Final Remarks

We covered two algorithms for finding minimum spanning trees in connected graphs. Finding a minimum spanning tree can be used in the context of telecommunication networks. However, like the other concepts discussed in this course, the concept of a minimum spanning tree can also be applied in novel ways. One instance of such an application is this approximation algorithm for the metric traveling salesperson problem.

In the context of minimum spanning trees, we looked at a specific use case of the disjoint-set data structure, where each disjoint set represents a connected component. In other situations, a disjoint-set data structure can represent connected parts of a grid or network. For instance, it can store information about a social network. In such a case, the data structure can be used for assessing whether some information can be transmitted from one individual to another based on whether they are in the same connected component.

We covered the Ford-Fulkerson algorithm and saw how it can be used for finding a maximum flow of material in a flow network such as a network of water supply, distribution of goods, or electrical transmission. We saw that the Ford-Fulkerson algorithm can also be used for finding a minimum cut in a flow network, making it useful for solving problems like identifying traffic congestions.

Note that the Ford-Fulkerson algorithm is an excellent starting point for an introduction to problems related to flows. It’s considered a landmark algorithm that has had a tremendous impact on how real-world combinatorial optimization problems are tackled.

An interesting application of the Ford-Fulkerson algorithm is image segmentation, where we are required to identify what part of an image constitutes its foreground and what part constitutes its background. In such a case, the pixels are modeled as vertices, and each pair of adjacent pixels is modeled as an edge. Once the algorithm is run, the vertices that fall in the two sets $V_s$ and $V_t$ of the minimum cut $\langle V_s, V_t\rangle$ correspond to the foreground and background of the image.

We also saw how the Ford-Fulkerson algorithm can be used as a subroutine for finding maximum matchings and minimum vertex covers in bipartite graphs.

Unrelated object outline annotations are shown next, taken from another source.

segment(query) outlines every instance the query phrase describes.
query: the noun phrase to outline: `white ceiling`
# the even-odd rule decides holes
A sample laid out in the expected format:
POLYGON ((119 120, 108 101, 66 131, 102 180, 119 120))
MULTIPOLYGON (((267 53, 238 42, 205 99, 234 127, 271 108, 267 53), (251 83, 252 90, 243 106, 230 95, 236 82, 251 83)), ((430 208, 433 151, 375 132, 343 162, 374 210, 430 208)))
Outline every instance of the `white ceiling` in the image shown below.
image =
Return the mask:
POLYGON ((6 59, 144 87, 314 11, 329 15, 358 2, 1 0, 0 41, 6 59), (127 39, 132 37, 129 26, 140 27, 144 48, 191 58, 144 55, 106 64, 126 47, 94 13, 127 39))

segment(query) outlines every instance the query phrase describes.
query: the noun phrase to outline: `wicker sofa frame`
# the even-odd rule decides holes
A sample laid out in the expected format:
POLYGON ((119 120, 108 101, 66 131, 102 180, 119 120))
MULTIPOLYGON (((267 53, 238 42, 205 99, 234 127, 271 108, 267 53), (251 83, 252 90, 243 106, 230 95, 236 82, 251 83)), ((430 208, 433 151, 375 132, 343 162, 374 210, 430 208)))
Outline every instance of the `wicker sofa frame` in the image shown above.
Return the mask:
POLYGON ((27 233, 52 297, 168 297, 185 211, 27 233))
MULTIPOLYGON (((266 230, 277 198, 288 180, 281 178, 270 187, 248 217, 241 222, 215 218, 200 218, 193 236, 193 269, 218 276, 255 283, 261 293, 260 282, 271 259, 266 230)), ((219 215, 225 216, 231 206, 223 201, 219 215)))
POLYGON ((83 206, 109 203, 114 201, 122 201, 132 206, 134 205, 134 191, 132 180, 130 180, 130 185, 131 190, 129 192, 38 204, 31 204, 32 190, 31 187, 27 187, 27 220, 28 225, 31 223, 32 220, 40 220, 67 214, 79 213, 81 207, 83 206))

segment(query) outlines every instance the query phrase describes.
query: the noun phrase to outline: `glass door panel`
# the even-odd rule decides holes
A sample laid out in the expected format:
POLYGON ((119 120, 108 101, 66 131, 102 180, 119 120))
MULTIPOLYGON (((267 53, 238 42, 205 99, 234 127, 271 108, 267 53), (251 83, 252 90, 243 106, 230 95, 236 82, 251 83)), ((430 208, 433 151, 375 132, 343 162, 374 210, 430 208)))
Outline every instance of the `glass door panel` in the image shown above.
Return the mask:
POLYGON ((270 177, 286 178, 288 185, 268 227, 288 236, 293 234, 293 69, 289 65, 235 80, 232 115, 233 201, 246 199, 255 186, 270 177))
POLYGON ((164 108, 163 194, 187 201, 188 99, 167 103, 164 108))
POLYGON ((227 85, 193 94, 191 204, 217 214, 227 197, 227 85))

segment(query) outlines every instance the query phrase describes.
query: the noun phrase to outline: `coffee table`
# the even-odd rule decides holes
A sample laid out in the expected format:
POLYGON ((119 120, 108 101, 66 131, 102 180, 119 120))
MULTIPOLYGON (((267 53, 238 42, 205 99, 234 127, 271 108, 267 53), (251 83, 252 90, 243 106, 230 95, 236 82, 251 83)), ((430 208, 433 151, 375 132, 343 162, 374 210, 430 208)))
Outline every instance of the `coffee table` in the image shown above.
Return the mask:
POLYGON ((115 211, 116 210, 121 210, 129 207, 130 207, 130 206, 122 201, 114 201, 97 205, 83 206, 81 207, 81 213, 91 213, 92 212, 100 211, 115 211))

Many applications that require pairing objects, animals, or people belonging to two different groups can be framed as the problem of finding a maximum matching in a bipartite graph. For example, one such application is in computer vision, where different objects moving through an environment are required to be tracked across different video frames. In such a case, two consecutive video frames are treated as partite sets, and the objects in each frame are treated as vertices.